Sa’id grumbles. “This is some stalker shit, man. I can’t believe you suckered me into doing this.”

Prad laughs quietly and steps forward, one toe at a time.

All in all, her bedroom is pretty much what he expected. Light blue coat of paint, cool and relaxing. Perfectly conducive to sleep, if you’re the kind of person who likes its cool. There’s a quaint little work desk with a lamp, a book case and armoire in one corner, and a double bed next to the wall. Everything smells like lavender and a hint of familiar smelling perfume, plus the faint scent of fabric softener. His feet inch their way intuitively towards the bed. Something about its size is comforting. Two people could never fit there, comfortably.

Wait, he tells himself. Why is that good for him? It would be bad for Scott, but where would it leave him if…? He shakes the thought off. Not good to let his mind slip in that direction. Not when he’s already trespassing in her room.

“Jesus, it’s not like I’m going through her panty drawer, take er easy.”

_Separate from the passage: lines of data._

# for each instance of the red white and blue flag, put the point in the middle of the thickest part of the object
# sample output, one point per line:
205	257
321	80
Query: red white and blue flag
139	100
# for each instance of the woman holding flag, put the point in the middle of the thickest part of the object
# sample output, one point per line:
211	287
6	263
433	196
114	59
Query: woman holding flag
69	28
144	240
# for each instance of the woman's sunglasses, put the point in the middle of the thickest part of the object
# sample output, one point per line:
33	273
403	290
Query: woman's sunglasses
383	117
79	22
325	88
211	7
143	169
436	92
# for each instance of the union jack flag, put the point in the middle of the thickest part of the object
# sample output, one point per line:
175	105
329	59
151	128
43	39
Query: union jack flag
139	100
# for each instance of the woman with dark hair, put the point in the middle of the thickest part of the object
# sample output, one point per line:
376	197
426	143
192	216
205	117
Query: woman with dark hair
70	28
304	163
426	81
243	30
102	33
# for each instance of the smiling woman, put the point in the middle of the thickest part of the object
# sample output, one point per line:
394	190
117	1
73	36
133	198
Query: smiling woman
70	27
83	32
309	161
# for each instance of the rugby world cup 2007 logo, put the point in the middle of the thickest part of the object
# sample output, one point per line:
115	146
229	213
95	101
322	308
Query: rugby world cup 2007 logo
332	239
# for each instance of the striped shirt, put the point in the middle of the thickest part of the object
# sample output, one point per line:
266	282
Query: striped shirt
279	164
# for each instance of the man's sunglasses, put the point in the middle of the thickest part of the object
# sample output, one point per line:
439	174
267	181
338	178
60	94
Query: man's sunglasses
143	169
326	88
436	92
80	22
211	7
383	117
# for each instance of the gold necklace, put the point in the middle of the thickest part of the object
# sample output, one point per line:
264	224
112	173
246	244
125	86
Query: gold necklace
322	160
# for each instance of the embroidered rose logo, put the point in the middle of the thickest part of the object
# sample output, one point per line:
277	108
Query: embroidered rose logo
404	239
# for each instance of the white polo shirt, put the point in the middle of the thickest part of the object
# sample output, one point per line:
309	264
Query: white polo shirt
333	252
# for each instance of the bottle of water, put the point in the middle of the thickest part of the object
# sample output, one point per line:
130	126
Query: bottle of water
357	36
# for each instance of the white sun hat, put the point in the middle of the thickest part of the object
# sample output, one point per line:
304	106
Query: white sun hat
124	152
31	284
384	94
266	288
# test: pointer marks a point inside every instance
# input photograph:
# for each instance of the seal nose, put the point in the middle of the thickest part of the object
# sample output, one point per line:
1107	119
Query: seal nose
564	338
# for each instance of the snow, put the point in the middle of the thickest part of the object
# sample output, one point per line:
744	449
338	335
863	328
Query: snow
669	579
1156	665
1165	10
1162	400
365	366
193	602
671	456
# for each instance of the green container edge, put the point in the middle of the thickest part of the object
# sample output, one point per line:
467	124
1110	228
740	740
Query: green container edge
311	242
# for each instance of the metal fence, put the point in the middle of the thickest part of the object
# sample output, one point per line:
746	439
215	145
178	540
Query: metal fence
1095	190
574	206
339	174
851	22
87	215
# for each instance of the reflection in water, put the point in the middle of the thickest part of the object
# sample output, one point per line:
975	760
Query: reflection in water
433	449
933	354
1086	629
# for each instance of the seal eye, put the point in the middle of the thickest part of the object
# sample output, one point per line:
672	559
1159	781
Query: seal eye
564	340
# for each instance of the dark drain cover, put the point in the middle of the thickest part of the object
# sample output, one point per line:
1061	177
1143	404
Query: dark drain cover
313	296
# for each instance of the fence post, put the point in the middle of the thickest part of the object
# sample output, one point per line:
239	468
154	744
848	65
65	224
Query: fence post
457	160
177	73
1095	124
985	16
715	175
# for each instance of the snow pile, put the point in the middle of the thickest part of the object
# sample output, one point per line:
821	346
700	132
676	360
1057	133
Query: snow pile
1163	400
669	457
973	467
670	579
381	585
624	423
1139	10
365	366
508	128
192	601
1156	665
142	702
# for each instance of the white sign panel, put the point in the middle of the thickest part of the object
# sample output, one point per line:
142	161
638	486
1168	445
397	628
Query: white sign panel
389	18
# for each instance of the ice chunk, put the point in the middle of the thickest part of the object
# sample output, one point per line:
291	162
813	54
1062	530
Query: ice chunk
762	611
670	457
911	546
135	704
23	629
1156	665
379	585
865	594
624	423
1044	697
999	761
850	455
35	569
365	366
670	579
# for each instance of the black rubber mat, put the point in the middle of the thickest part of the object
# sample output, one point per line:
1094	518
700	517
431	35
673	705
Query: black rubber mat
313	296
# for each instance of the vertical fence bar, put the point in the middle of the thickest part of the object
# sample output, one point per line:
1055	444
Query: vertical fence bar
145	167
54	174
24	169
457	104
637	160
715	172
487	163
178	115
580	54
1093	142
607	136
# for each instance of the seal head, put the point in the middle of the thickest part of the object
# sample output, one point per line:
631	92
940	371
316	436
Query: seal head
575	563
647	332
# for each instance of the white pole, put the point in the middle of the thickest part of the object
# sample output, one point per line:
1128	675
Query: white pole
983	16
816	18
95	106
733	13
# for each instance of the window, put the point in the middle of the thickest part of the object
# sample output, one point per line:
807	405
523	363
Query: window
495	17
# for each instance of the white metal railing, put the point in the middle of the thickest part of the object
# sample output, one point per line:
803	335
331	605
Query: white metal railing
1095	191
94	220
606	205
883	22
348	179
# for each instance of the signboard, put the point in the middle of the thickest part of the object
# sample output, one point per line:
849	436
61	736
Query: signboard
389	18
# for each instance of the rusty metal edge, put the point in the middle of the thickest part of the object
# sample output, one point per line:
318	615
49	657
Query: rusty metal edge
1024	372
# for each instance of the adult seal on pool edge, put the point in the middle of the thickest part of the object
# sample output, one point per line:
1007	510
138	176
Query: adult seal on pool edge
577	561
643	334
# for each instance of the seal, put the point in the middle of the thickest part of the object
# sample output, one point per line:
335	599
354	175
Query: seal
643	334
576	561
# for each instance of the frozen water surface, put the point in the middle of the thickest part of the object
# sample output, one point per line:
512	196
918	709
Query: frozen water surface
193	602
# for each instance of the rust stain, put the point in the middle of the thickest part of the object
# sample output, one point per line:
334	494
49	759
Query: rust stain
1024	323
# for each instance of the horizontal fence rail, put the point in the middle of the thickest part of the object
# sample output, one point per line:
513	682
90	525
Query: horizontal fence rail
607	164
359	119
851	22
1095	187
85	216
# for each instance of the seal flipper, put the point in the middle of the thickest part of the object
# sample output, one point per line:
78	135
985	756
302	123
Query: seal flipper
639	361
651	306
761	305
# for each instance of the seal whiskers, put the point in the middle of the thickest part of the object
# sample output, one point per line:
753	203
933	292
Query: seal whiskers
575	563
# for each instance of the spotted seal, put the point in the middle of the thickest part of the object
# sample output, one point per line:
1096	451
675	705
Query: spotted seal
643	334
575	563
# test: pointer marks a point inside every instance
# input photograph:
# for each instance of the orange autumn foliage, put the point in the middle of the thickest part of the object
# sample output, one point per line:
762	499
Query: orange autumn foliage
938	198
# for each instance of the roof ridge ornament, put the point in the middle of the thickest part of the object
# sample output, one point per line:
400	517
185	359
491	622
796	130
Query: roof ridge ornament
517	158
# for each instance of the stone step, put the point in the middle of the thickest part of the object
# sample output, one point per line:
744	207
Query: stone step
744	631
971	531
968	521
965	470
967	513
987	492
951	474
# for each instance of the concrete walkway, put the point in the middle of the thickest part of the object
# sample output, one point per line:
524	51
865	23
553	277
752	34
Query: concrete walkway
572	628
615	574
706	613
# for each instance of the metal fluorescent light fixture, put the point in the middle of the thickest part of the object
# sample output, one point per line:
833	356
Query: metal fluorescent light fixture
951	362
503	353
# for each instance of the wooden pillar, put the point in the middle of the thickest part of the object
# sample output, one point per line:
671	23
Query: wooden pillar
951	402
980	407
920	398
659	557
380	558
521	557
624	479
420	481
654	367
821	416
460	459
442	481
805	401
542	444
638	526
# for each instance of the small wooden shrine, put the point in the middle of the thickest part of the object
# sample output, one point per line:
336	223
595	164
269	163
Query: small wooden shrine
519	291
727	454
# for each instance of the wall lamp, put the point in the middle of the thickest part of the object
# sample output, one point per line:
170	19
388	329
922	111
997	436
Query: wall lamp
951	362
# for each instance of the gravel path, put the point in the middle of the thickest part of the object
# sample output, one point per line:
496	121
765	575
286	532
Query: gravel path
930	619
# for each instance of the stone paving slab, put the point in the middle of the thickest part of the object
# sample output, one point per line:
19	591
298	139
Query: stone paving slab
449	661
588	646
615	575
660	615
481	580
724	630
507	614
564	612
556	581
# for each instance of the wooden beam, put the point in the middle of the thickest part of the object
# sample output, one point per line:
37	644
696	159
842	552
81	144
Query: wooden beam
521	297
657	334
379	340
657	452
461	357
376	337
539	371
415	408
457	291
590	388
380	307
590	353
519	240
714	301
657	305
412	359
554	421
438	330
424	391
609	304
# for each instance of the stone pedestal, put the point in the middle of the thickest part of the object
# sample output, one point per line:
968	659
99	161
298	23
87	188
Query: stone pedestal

“Man, I figured that was next for sure.”

Prad chuckles quietly. He’s sure Angie would blow a gasket to see the two of them rifling through her underwear. And one look at the armoire tells him that they must be in the top drawer. Why is that? What is it about a top drawer that suggests underwear storage? Maybe if he were just to check…

“Dude, if you start jerking off on her pillow, I’m going to freak.”

Prad looks back at him in shock and disgust. What’s he think, that he’s some kind of pervert? This is just for fun, simple curiosity. It’s what the grunts must periodically do, tear the veil off the cool exterior of their superior officer to see what’s behind. Wasn’t it the moral in the Wizard of Oz that everybody needs to pull back the curtain to see where the real wizard resides? It’s totally harmless, provided they don’t get caught!

“I’m out, Prad. Anyone asks, you’re in the john.”

Prad waves him out. What a pussy! At least now he’s free to roam without all the noise to distract him. Drunken Sa’id! Lord knew that if he’d been around much longer, he would have alerted everyone in the apartment as to their whereabouts. His freakish negativity is also something he can do without right now. Angie’s bed is looming before him, and the last thing he needs is perverse suggestions to make him feel guilty. Leaning forward ever so slightly, he opens his nostrils and takes a deep breath. Her pillow is where her long hair is laid out every night. He can see that glorious dark mountain of curls spread out across it, trickling down her shoulders and reaching out to the pillow next to it. Whoever’s there probably thinks it’s a nuisance, but what a lovely nuisance! He doesn’t want to think about that too much, or he’d be forced to acknowledge that someone else has that pleasure.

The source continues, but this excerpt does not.